Tuesday, July 12, 2011

What I Did on My Summer Vacation, Part 2: The Queen’s Doll House

Today’s Summer Vacation activity is about twenty years after the 19th century…but it’s just so amazing and fascinating that I’m going to talk about it anyway…and the neat thing is that if you happen to be in the vicinity of Windsor Castle, you too can see it.

What “it” is is Queen Mary’s Dolls’ House. Queen Mary (born 1867, married Prince George of York 1893, became queen 1910, died 1953) was a noted collector of art and trinkets—objets d’art—with an especial fondness for miniatures. In fact, hostesses often put away their trinkets when the queen was coming for a visit because of her well known habit of staring longingly at an object and commenting on its beauty until its owner felt compelled to give it to her.

Her friend and cousin, Princess Marie Louise (one of the daughters of Princess Helena) was inspired in 1921 to create a dolls’ house for her as a gift, both personal and public. The Queen had been a tower of strength during the hard years of World War I, and such a gift seemed the perfect thank you.

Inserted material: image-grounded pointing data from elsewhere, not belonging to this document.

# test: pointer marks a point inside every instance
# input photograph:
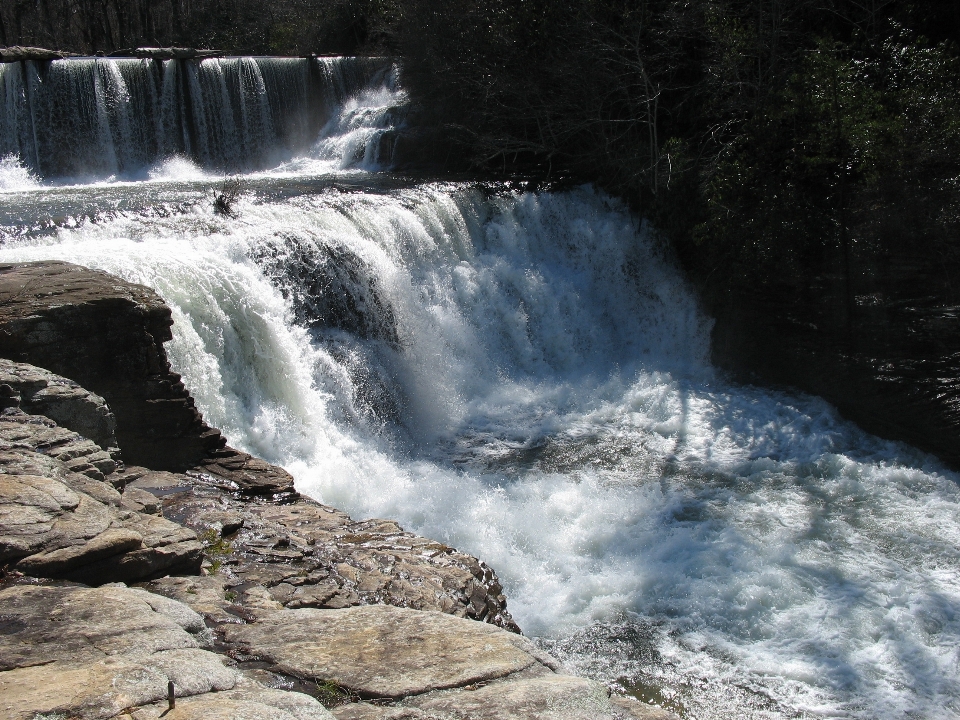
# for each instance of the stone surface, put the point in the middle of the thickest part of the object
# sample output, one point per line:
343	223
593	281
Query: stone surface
303	554
245	702
107	335
551	697
546	698
55	522
63	401
98	652
250	475
383	651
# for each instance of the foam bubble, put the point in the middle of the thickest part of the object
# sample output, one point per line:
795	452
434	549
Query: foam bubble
742	552
14	177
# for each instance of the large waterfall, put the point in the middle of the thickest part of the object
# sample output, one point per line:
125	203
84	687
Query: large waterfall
523	376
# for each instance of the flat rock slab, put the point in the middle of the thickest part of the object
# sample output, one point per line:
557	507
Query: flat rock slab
63	401
98	652
63	524
552	697
385	651
303	554
91	652
245	702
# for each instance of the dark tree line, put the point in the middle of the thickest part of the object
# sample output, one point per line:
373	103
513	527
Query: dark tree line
280	27
766	137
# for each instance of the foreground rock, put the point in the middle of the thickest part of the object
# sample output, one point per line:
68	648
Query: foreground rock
107	335
40	392
424	665
59	518
98	653
271	555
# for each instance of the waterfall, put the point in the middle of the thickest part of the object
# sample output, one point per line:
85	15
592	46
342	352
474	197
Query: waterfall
98	118
523	376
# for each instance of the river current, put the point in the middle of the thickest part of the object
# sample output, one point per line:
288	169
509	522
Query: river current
526	377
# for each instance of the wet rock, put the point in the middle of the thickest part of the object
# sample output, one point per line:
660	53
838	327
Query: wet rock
383	651
55	522
307	555
107	335
43	393
141	501
249	475
555	697
247	701
19	431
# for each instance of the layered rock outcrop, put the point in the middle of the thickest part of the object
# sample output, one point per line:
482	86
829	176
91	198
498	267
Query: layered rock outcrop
59	518
107	335
98	653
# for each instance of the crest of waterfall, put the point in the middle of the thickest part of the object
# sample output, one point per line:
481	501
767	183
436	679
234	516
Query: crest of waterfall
523	376
99	118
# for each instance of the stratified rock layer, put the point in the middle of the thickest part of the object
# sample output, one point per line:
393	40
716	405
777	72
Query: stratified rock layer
59	518
271	555
107	335
41	392
96	653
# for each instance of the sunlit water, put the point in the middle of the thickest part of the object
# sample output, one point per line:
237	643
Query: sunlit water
525	377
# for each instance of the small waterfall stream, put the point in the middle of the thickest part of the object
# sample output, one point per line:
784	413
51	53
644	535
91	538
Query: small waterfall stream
523	376
101	117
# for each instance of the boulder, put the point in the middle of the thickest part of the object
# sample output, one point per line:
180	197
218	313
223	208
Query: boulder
41	392
98	652
107	335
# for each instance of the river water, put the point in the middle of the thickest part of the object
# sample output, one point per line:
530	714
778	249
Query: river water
525	377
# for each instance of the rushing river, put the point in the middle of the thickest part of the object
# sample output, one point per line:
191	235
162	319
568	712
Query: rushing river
523	376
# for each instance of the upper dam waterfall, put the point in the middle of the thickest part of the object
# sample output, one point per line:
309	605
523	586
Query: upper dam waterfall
523	376
103	117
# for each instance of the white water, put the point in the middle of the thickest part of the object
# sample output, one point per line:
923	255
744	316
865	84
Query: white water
525	378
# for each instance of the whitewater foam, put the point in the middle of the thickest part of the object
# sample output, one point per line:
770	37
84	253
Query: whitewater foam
745	552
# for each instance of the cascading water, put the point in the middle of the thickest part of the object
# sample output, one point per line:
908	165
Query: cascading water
98	118
525	377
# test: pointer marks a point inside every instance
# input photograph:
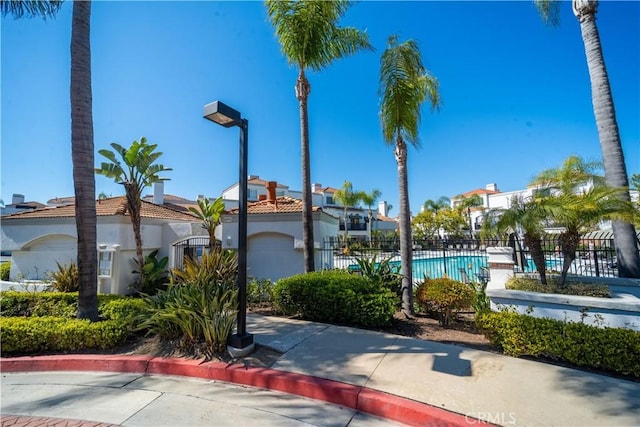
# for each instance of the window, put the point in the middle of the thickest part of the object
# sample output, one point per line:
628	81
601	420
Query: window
105	263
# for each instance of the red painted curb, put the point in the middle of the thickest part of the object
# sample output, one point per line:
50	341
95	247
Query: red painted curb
363	399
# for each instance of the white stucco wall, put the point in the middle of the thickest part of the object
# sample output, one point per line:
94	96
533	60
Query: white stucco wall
37	244
274	241
272	256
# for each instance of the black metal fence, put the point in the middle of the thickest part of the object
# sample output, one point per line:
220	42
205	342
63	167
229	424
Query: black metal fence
467	261
192	247
595	257
459	259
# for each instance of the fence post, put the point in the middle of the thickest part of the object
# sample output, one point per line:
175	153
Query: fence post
500	266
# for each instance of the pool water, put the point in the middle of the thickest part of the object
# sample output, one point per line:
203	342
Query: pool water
451	267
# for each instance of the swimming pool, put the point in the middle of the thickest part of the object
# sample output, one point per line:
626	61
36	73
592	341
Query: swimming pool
452	267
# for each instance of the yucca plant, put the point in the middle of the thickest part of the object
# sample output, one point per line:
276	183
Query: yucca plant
66	278
195	313
382	271
216	266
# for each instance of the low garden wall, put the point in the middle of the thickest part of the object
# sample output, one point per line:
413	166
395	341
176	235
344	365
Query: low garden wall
622	310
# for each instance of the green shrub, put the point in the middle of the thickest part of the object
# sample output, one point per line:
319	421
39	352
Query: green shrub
216	266
66	278
336	297
445	297
62	304
553	287
54	334
27	304
192	312
122	309
381	271
611	349
153	274
5	269
259	292
481	301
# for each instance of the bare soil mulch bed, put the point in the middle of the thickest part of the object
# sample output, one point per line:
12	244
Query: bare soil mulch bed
461	332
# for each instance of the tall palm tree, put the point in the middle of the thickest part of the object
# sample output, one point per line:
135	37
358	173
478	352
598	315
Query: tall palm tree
310	38
437	205
404	86
347	197
370	199
136	172
612	155
528	217
210	214
465	205
81	142
579	200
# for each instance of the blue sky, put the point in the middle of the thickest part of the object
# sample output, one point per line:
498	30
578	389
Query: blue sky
516	96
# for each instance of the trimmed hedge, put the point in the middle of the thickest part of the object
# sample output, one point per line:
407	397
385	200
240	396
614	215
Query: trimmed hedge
611	349
552	287
34	322
58	304
48	334
445	297
336	297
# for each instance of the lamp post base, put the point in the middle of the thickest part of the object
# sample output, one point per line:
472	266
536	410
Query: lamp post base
240	345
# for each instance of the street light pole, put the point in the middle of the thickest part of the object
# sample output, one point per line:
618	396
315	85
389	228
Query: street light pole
241	342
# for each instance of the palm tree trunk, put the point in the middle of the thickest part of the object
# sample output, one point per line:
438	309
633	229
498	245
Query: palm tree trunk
612	155
537	255
346	227
406	248
83	160
303	88
134	205
569	241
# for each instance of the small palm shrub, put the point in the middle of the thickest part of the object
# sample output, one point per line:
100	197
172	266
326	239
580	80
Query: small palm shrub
216	266
66	278
336	297
5	269
260	292
381	271
444	296
194	313
153	274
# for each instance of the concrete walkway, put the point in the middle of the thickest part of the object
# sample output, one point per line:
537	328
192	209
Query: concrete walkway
408	381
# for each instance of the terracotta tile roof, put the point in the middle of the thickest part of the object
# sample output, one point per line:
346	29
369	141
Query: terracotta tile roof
174	202
283	204
105	207
28	205
62	201
329	190
386	218
263	182
478	191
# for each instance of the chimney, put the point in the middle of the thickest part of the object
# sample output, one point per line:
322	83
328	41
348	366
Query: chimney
17	199
271	190
382	208
158	192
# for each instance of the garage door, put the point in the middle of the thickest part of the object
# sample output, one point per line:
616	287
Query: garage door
272	256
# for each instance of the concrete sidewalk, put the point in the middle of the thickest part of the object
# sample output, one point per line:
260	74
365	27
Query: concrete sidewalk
478	384
410	381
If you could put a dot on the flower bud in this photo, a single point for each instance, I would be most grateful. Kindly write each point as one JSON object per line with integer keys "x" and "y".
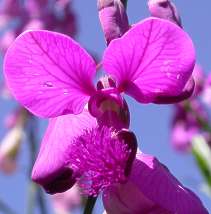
{"x": 113, "y": 19}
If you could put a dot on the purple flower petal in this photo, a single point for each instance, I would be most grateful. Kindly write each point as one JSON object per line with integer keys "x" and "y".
{"x": 164, "y": 9}
{"x": 52, "y": 168}
{"x": 49, "y": 73}
{"x": 154, "y": 58}
{"x": 185, "y": 94}
{"x": 151, "y": 189}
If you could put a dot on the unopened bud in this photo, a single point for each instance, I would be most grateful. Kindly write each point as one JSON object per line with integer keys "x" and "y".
{"x": 113, "y": 19}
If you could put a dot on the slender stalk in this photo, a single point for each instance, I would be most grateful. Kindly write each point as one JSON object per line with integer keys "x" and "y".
{"x": 5, "y": 208}
{"x": 90, "y": 205}
{"x": 35, "y": 192}
{"x": 124, "y": 2}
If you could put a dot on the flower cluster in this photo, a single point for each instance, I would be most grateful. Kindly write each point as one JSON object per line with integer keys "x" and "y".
{"x": 88, "y": 138}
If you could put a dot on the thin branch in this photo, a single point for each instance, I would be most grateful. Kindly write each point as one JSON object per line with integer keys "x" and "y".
{"x": 124, "y": 2}
{"x": 5, "y": 208}
{"x": 35, "y": 192}
{"x": 90, "y": 205}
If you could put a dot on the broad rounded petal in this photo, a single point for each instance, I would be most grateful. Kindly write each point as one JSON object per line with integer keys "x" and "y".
{"x": 151, "y": 189}
{"x": 49, "y": 73}
{"x": 185, "y": 94}
{"x": 154, "y": 58}
{"x": 52, "y": 169}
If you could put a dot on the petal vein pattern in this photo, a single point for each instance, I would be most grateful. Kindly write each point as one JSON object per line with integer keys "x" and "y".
{"x": 49, "y": 73}
{"x": 53, "y": 156}
{"x": 154, "y": 58}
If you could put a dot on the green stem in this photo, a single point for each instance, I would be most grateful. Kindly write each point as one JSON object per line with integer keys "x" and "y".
{"x": 203, "y": 123}
{"x": 124, "y": 2}
{"x": 202, "y": 154}
{"x": 35, "y": 192}
{"x": 90, "y": 205}
{"x": 5, "y": 208}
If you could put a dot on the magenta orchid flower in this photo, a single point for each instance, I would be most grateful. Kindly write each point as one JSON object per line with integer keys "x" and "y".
{"x": 52, "y": 76}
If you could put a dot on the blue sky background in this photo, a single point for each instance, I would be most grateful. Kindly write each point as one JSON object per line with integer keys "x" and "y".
{"x": 150, "y": 122}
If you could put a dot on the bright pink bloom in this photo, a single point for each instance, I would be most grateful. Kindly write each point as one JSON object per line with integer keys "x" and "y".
{"x": 47, "y": 66}
{"x": 51, "y": 75}
{"x": 9, "y": 149}
{"x": 102, "y": 158}
{"x": 151, "y": 189}
{"x": 164, "y": 9}
{"x": 206, "y": 94}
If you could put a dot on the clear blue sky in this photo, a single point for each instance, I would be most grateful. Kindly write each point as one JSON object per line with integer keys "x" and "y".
{"x": 149, "y": 122}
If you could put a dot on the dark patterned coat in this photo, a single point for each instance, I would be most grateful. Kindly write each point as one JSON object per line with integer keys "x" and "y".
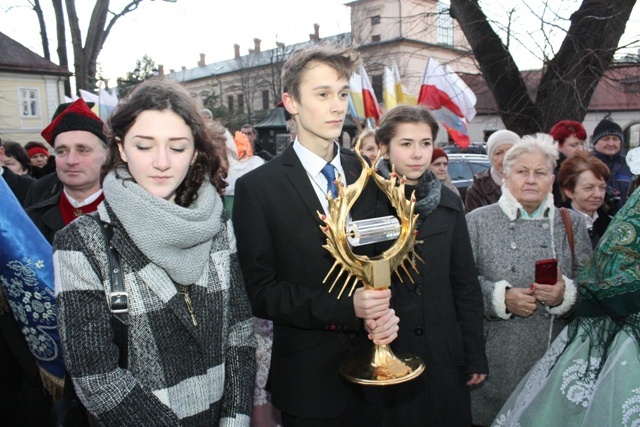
{"x": 178, "y": 373}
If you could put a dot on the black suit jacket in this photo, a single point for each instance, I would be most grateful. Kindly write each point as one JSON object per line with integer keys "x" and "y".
{"x": 280, "y": 248}
{"x": 19, "y": 184}
{"x": 47, "y": 217}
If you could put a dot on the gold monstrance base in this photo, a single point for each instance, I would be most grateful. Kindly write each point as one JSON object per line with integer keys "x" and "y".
{"x": 382, "y": 367}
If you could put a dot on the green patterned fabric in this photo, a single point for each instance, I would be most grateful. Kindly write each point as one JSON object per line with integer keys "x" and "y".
{"x": 610, "y": 282}
{"x": 590, "y": 375}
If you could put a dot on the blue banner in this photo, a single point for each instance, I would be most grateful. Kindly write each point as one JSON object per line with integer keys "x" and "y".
{"x": 26, "y": 276}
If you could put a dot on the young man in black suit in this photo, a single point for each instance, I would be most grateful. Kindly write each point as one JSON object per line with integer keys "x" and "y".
{"x": 19, "y": 184}
{"x": 280, "y": 248}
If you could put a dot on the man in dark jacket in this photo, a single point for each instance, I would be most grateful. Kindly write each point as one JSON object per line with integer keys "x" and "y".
{"x": 607, "y": 141}
{"x": 80, "y": 148}
{"x": 19, "y": 184}
{"x": 80, "y": 151}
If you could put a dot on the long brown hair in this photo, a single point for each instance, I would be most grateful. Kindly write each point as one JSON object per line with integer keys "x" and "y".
{"x": 159, "y": 95}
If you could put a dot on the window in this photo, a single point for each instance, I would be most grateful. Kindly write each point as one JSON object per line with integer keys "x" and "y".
{"x": 230, "y": 103}
{"x": 28, "y": 101}
{"x": 376, "y": 82}
{"x": 241, "y": 103}
{"x": 445, "y": 24}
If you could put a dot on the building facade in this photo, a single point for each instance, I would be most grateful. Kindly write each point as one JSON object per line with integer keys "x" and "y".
{"x": 407, "y": 31}
{"x": 31, "y": 88}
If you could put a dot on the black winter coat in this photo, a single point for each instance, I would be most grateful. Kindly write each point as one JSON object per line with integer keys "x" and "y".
{"x": 440, "y": 321}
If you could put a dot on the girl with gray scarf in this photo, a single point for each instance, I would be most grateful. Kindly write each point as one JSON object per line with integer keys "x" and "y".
{"x": 190, "y": 338}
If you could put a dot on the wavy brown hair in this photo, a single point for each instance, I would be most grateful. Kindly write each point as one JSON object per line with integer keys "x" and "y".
{"x": 160, "y": 95}
{"x": 404, "y": 114}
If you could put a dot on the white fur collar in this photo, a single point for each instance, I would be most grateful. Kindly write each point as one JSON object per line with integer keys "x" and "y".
{"x": 511, "y": 207}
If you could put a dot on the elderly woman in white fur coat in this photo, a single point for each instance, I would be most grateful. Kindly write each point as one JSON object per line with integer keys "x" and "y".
{"x": 523, "y": 317}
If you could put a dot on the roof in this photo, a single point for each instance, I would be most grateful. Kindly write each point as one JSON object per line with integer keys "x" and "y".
{"x": 617, "y": 90}
{"x": 14, "y": 57}
{"x": 251, "y": 60}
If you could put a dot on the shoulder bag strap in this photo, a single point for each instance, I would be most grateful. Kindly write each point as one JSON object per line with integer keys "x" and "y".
{"x": 118, "y": 298}
{"x": 566, "y": 219}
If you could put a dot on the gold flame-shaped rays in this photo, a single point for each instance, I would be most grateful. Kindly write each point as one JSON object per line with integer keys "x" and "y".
{"x": 353, "y": 267}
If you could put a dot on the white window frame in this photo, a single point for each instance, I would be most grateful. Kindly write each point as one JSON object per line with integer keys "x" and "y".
{"x": 29, "y": 102}
{"x": 445, "y": 24}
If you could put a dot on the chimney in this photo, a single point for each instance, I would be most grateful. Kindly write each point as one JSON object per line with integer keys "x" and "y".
{"x": 316, "y": 33}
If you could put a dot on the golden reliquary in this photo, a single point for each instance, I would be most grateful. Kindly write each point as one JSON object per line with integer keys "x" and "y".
{"x": 382, "y": 366}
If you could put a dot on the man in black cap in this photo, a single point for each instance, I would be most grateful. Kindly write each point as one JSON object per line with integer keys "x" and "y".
{"x": 80, "y": 149}
{"x": 607, "y": 142}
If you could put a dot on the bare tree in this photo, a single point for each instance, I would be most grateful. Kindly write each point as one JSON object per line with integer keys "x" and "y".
{"x": 568, "y": 79}
{"x": 85, "y": 55}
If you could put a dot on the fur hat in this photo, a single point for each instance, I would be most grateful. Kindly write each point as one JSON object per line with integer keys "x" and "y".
{"x": 606, "y": 127}
{"x": 77, "y": 116}
{"x": 437, "y": 153}
{"x": 499, "y": 138}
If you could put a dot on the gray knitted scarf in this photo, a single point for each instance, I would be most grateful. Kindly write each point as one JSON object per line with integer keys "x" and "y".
{"x": 176, "y": 238}
{"x": 427, "y": 190}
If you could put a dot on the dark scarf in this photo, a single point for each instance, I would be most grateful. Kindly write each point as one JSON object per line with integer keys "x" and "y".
{"x": 427, "y": 190}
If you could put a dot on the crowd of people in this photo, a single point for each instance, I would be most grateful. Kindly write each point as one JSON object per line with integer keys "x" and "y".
{"x": 220, "y": 248}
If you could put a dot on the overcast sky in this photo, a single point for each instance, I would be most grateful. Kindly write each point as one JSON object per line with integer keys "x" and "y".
{"x": 174, "y": 34}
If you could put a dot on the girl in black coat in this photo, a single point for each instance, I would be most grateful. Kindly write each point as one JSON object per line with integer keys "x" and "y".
{"x": 441, "y": 314}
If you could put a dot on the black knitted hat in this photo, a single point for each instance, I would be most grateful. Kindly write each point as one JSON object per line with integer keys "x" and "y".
{"x": 604, "y": 128}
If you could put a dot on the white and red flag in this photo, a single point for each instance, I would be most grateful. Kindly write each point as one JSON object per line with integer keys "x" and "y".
{"x": 449, "y": 99}
{"x": 371, "y": 107}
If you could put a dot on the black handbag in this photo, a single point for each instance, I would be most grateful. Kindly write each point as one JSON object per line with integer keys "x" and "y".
{"x": 69, "y": 410}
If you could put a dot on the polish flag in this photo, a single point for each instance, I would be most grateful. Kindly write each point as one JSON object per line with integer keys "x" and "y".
{"x": 394, "y": 92}
{"x": 450, "y": 100}
{"x": 371, "y": 107}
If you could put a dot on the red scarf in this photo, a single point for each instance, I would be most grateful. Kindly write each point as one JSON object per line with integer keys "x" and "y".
{"x": 69, "y": 212}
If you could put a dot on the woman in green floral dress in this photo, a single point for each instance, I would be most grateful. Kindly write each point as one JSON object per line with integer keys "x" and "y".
{"x": 590, "y": 376}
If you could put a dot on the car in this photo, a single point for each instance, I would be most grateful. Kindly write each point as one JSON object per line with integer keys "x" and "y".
{"x": 462, "y": 168}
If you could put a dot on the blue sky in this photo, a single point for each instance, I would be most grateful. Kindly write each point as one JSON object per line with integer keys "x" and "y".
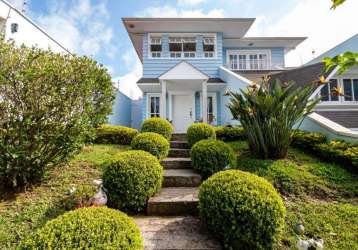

The princess enlisted the help of well-known architect Sir Edwin Lutyens to help organize…and the project snowballed, with Marie Louise calling on her extensive circle of friends and acquaintances in the arts (and on their friends and acquaintances) to help create a perfect miniature palace featuring three years of work and the labor of thousands...and the results are amazing:

Hundreds of well-known artists contributed, painting amazing tiny murals in the house or creating miniscule watercolors for the royal portfolio. Writers like Rudyard Kipling, Edith Wharton, Aldous Huxley, Arthur Conan Doyle, and hundreds of others donated work for the library, some of it unpublished elsewhere, and often handwriting it themselves in tiny 1” by 1 ½” blank volumes provided to them which were later bound in elegant gold-tooled leather (Ernest Shepard, the illustrator of Winnie the Pooh, designed the bookplates). Composers like Delius, Holst, and Bax contributed musical scores. The wine cellar contains hundreds of tiny bottles of actual vintage wines, from champagne (Veuve Cliquot 1906) to fine Madeira from 1820. The linens are all monogrammed. The tiny gramophone in the nursery actually works, and there’s electricity and hot and cold running water. There are working motor-cars and motorcycles in the Royal Garage, and the gardens were designed by famed designer Gertrude Jekyll.

The Queen was, of course, delighted. The house was exhibited to the public at the British Empire Exhibition in 1924-25 and later to raise funds for charities; now it’s on permanent display at Windsor. Want to see more? Check out this interactive website, which includes information on a new book just published about the Dolls' House, The Queen's Dolls' House by Lucinda Lambton (don't worry, it's available in the US as well). Fancy a visit? Go here for more information. I know that the next time I go to England, this will definitely be one of my stops!

2 comments:

Shirley Marks said...

This is amazing. The detail is exquisite. I guess you can have the very best when you're the queen.

MommyOntheEdge said...

WOW! That is over the top amazing. I'd love to see that someday. Thanks for sharing the info!